What kinds of early hires are most important in this industry? What kinds of characteristics and backgrounds should they have? And how did you approach finding them? 

Getting the people right has always been incredibly important to me. From the early days at Policygenius, we knew we wanted to invest in our people function as a strategic function of our organization. Our head of people was our 20th hire, far earlier than most startups hire for the HR function, and that early investment in getting our values, recruiting, and development philosophy right was crucial to building the powerhouse team we have today. Early hires should be values-aligned above all else, because the culture you build early on is the culture you’ll have forever. 
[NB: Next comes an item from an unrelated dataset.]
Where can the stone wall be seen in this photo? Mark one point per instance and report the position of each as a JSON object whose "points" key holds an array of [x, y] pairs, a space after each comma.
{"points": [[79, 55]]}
What was a key turning point in discovering your product-market fit? What kinds of questions do you suggest fintech founders ask themselves to get here? 

One of the best ways to learn quickly is by trying to sell your product to customers. 

In the early days, my cofounder and I worked together as sales reps on the phones. For two years, while we were building the product, fundraising, and recruiting, we were also taking phone calls and advising customers. That gave us a very strong foundation in understanding what our customers wanted. We learned that trust was paramount, especially for a big expensive decision, like purchasing insurance. We learned that while digital convenience and self-service is important to a modern shopper, there’s no substitute for talking with a human expert at the moment of truth. When people are taking the plunge to buy a policy, they want to have that human touch to feel comfortable. That mix of digital convenience and human support set us apart in the early days and still sets us apart today.

What are a few key documents and/or processes you’d suggest founders focus on at early stages? Tips for making them most effective?

One piece of advice I’d suggest to any founder is building your network. Having a peer network of people who are trying to do the same thing you are but are a little farther along is invaluable. I’ve met with a group of CEOs of similar-stage companies at least once a month for years. Whether it’s for a tactical question or simple sanity check as you’re starting out, having that group of people to turn to is key. 

What fintech trends or predictions are you thinking about most right now?

I’m thinking about consolidation in financial services—basically every fintech company is trying to become the platform for something, and you’re seeing a lot of pivots and horizontal and vertical expansion. It’s a changing chessboard, for sure.